Task-level Parallelism (Week1)

It’s the note for Parallel Programming in Java Week1 (Coursera, Rice). It’s about how to perform task-level parallelism by using Java Async/Finish, Fork/Join framework. It also introduce the concept of computing graph, how to caculate speed up etc.

Task-level Parallelism (Week1)

Task Creation and Termination (Async, Finish)

finish {
  async S1; // asynchronously compute sum of the lower half of the array
  S2;       // compute sum of the upper half of the array in parallel with S1
}
S3; // combine the two partial sums after both S1 and S2 have finished

PS : A high-level open-source Java-8 library available - PCDP (for Parallel, Concurrent, and Distributed Programming)

Creating Tasks in Java’s Fork/Join Framework

private static class ASum extends RecursiveAction {
  int[] A; // input array
  int LO, HI; // subrange
  int SUM; // return value
  . . .
  @Override
  protected void compute() {
    SUM = 0;
    for (int i = LO; i <= HI; i++) SUM += A[i];
  } // compute()
}

Resource : Fork/Join Tutorial

Computation Graphs, Work, Span, Ideal Parallelism

A CG consists of:

A set of vertices or nodes, in which each node represents a step consisting of an arbitrary sequential computation. A set of directed edges that represent ordering constraints among steps. For fork–join programs, it is useful to partition the edges into three cases:

Continue edges that capture sequencing of steps within a task.
Fork edges that connect a fork operation to the first step of child tasks.
Join edges that connect the last step of a task to all join operations on that task.

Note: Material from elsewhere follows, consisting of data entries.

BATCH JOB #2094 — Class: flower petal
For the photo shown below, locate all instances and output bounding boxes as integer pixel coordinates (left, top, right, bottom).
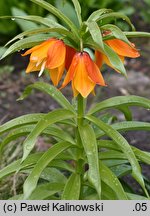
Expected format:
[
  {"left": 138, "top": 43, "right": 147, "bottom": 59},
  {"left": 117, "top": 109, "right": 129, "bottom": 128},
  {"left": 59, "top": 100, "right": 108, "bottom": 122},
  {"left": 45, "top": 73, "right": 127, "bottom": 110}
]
[
  {"left": 22, "top": 38, "right": 56, "bottom": 56},
  {"left": 95, "top": 50, "right": 103, "bottom": 68},
  {"left": 65, "top": 46, "right": 76, "bottom": 70},
  {"left": 83, "top": 53, "right": 106, "bottom": 86},
  {"left": 61, "top": 53, "right": 80, "bottom": 88},
  {"left": 103, "top": 55, "right": 124, "bottom": 73},
  {"left": 72, "top": 56, "right": 95, "bottom": 98},
  {"left": 49, "top": 64, "right": 65, "bottom": 86},
  {"left": 47, "top": 40, "right": 66, "bottom": 69},
  {"left": 26, "top": 61, "right": 42, "bottom": 73},
  {"left": 106, "top": 39, "right": 140, "bottom": 58}
]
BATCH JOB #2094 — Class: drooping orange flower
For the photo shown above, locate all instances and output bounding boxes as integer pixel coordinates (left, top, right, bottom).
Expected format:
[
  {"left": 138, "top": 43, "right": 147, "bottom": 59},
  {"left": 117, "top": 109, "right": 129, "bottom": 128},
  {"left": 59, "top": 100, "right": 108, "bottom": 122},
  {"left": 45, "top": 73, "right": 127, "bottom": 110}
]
[
  {"left": 23, "top": 38, "right": 75, "bottom": 86},
  {"left": 95, "top": 39, "right": 140, "bottom": 70},
  {"left": 61, "top": 52, "right": 106, "bottom": 98}
]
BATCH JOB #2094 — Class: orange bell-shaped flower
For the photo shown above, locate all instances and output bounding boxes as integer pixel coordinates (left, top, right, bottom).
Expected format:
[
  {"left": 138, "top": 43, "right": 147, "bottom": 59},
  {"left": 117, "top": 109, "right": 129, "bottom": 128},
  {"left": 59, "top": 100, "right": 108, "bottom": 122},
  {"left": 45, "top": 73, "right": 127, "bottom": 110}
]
[
  {"left": 61, "top": 52, "right": 105, "bottom": 98},
  {"left": 95, "top": 39, "right": 140, "bottom": 70},
  {"left": 23, "top": 38, "right": 75, "bottom": 86}
]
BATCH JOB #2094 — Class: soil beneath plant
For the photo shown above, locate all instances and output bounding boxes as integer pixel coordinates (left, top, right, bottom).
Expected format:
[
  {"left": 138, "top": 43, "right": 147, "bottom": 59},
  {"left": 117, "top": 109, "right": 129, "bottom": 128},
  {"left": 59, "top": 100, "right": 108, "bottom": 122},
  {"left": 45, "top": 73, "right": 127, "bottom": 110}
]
[{"left": 0, "top": 41, "right": 150, "bottom": 198}]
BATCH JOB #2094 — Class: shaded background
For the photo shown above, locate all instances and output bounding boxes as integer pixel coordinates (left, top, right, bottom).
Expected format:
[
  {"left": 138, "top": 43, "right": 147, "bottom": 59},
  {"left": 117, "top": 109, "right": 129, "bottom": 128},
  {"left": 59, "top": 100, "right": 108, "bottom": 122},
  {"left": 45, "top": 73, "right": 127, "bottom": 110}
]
[{"left": 0, "top": 0, "right": 150, "bottom": 199}]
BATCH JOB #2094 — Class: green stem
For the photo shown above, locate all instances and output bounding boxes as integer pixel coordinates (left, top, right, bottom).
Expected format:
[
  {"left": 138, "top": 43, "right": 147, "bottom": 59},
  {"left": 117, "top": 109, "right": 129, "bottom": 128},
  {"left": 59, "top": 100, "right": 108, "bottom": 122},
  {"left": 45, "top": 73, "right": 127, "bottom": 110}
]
[
  {"left": 78, "top": 94, "right": 85, "bottom": 126},
  {"left": 76, "top": 95, "right": 85, "bottom": 176}
]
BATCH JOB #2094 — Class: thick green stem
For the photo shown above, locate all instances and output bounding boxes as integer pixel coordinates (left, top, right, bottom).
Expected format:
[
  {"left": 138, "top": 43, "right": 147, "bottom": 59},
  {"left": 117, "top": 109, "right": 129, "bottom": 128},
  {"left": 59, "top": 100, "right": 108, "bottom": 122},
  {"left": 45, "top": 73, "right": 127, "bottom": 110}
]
[
  {"left": 76, "top": 95, "right": 85, "bottom": 174},
  {"left": 78, "top": 94, "right": 85, "bottom": 126}
]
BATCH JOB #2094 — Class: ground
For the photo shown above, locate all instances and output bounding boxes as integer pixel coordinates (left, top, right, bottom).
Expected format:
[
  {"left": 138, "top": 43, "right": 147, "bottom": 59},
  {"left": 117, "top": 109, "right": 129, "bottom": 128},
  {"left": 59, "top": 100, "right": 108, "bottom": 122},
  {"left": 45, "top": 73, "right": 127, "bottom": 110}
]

CGs can also be used to reason about the ideal parallelism of a parallel program as follows:

Define WORK(G) to be the sum of the execution times of all nodes in CG G, Define SPAN(G) to be the length of a longest path in G, when adding up the execution times of all nodes in the path. The longest paths are known as critical paths, so SPAN also represents the critical path length (CPL) of G.

Multiprocessor Scheduling, Parallel Speedup

We defined TP as the execution time of a CG on P processors, and observed that T∞ ≤ TP ≤ T1. We also saw examples for which there could be different values of TP for different schedules.

We then defined the parallel speedup for a given schedule of a CG on P processors as Speedup(P) = T1/TP, and observed that Speedup(P) must be ≤ the number of processors P , and also ≤ the ideal parallelism, WORK/SPAN.

Amdahl’s Law

if q ≤ 1 is the fraction of WORK in a parallel program that must be executed sequentially, then the best speedup that can be obtained for that program for any number of processors, P , is Speedup(P) ≤ 1/q.

Amdahl’s Law reminds us to watch out for sequential bottlenecks both when designing parallel algorithms and when implementing programs on real machines. As an example, if q = 10%, then Amdahl’s Law reminds us that the best possible speedup must be ≤ 10 (which equals 1/q ), regardless of the number of processors available.